Making our way in the door we simply followed the line up to the counter where Lessins could be seen preparing crusts and a young man was quickly chopping the ingredients Lydia had brought. Browsing the menu on the wall there were three pizzas, three addable ingredients, and two salads available for the evening – we quickly came to a consensus and placed our order. Handed a cork with two aces it was suggested we sit at an end at the communal table.
Seated for a few moments a young man brought us water and three cups – we were left to pour our own, as were all persons providing their own wine. As we sat and chatted we watched Nick slowly prepare each pizza step by step – throwing the dough, adding olive oil, placing each ingredient by hand, and manning the oven all on his own. We also chuckled as Lydia shot down a special request (from a particularly annoying mother with two young girls who unfortunately sat right next to us) to order Pizza #2 without black pepper.
With the gas oven capable of making only two pizzas at a time we sat for approximately 20 minutes before the first two came out of the oven and watched with baited breath as our neighbors indulged. With a short line slowly forming outside we additionally started to realize the non-stop calls coming in for carryout orders – by the time we left the pickup time was nearly 2 hours. Thankfully our wait was much less considerable and the pizza was delivered to our table a mere 35 minutes after sitting down.

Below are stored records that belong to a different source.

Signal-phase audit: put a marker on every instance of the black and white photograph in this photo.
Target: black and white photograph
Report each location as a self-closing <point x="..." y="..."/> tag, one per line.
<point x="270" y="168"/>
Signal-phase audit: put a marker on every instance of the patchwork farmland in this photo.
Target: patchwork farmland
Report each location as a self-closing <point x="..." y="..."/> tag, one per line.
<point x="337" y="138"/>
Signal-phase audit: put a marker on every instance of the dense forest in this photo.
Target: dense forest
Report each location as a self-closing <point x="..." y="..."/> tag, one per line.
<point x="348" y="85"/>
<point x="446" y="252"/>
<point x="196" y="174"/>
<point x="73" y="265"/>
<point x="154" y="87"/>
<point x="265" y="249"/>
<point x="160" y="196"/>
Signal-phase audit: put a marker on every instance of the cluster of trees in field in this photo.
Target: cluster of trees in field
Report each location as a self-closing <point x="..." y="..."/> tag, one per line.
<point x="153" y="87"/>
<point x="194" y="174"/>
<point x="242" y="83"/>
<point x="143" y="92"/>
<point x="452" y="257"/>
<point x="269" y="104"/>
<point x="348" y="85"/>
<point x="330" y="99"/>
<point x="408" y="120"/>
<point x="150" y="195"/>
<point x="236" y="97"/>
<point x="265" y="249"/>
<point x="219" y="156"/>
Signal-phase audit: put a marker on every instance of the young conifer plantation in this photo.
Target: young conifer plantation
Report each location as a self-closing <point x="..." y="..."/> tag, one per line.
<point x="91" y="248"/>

Delivered piping hot with cheese still bubbling our #1 with Tomato, Homemade Fresh Mozzarella, Mona Aged Cheese, Basil, Oregano, Rosemary, and 1/2 with thick cut Gunthorp Farms Bacon was every bit as good as the rumors. Ten slices in total and featuring what I can only describe as the “perfect” crust I actually burned the roof of my mouth in taking my first bite – the supple charred crust proving astoundingly chewy beneath the creamy house mozzarella and cow/sheep blend. With the spice blend nicely complimenting the exquisitely sweet and mildly acidic tomatoes and the smoky bacon adding its characteristic savoriness the totality of the pizza was exactly what you expect when you think of “pizza” and given the quality of ingredients and preparation it was that “pizza” in its ideal form.
Settling the admittedly hefty $30 (w/tax+tip) tab after three slices each we thanked Lydia and Nick (I think Nick may have even looked up from the pizza station and smiled) and made our way to the street. Having eaten a number of other top notch pizzas from ovens of wood, coal, and gas I can say without a doubt that while I often prefer esoteric ingredients there is no doubt in my mind that the crust and ingredients at Great Lake are amongst the best I’ve ever tasted. Is it the best in the USA – I don’t know, I really liked Osteria, Tacconelli’s, and Supinos as well. While some people may not like the “attitude,” I’m okay with a man (or woman) truly dedicated to his/her craft and if they want to be perfect six hours a day and four days a week I’m okay with that – perfection is worth waiting for.